David Baxter

Personal information
- Born: David Scott Baxter 27 March 1977 Melbourne, Australia
- Died: 2 July 2010 (aged 33)

Sport
- Country: Australia
- Sport: Athletics
- Event: Sprinting

Medal record
Commonwealth Games
| Bronze medal – third place | 2002 Manchester | 4x100 m |

= David Baxter (sprinter) =

Australian sprinter (1977–2010)

David Scott Baxter (27 March 1977 – 2 July 2010) was an Australian athlete who competed as a sprinter.

==Biography==
Born in the Melbourne suburb of Ivanhoe, Baxter was one of five children born to Norman and Gillian Baxter. He attended Ivanhoe Grammar School and trained at Doncaster Little Athletics.

In 1996, after winning the 100m and 200m national under-20 titles, Baxter represented Australia at that year's World Junior Championships and was a member of the 4 × 100 metres relay team which won a bronze medal.

Baxter competed at the 1998 IAAF World Cup, 1999 IAAF World Indoor Championships, 2001 Goodwill Games and in two editions of the World University Games.
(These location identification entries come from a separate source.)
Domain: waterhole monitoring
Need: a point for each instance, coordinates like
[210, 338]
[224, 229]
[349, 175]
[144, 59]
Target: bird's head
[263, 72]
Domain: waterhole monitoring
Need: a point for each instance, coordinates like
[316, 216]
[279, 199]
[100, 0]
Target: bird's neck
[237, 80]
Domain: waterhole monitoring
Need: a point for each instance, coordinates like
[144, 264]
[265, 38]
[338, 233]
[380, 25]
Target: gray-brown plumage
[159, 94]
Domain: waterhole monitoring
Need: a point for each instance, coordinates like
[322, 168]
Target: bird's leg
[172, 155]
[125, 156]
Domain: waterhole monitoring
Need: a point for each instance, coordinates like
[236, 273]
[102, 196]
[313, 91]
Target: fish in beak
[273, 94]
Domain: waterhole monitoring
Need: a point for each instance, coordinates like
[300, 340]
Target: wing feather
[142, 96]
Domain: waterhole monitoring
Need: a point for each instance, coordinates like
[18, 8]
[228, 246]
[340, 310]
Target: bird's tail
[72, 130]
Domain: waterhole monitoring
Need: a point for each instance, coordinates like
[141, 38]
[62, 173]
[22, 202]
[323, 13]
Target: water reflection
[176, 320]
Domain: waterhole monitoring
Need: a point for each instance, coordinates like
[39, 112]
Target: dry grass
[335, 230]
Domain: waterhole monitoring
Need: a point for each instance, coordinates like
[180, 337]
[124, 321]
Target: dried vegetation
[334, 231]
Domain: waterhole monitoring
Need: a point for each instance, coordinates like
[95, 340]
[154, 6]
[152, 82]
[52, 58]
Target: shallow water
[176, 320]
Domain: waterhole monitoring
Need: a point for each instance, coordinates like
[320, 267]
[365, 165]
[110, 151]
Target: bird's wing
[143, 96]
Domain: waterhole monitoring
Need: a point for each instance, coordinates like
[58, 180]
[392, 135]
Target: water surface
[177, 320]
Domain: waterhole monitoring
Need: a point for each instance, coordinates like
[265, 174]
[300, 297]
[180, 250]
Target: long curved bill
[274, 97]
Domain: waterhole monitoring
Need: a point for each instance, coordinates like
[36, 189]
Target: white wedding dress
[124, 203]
Most notably in 2002, he won a bronze medal at the Commonwealth Games in Manchester in the 4 × 100 metres relay. He had a personal best in the 100 metres of 10.30 seconds.

A medical doctor, Baxter was a graduate of the University of Melbourne and also studied at Oxford University, where his areas of interest were trauma and orthopaedic surgery. He held a research position at the Karolinska Institute in Sweden and was studying for a PhD at Monash University before his death from melanoma in 2010.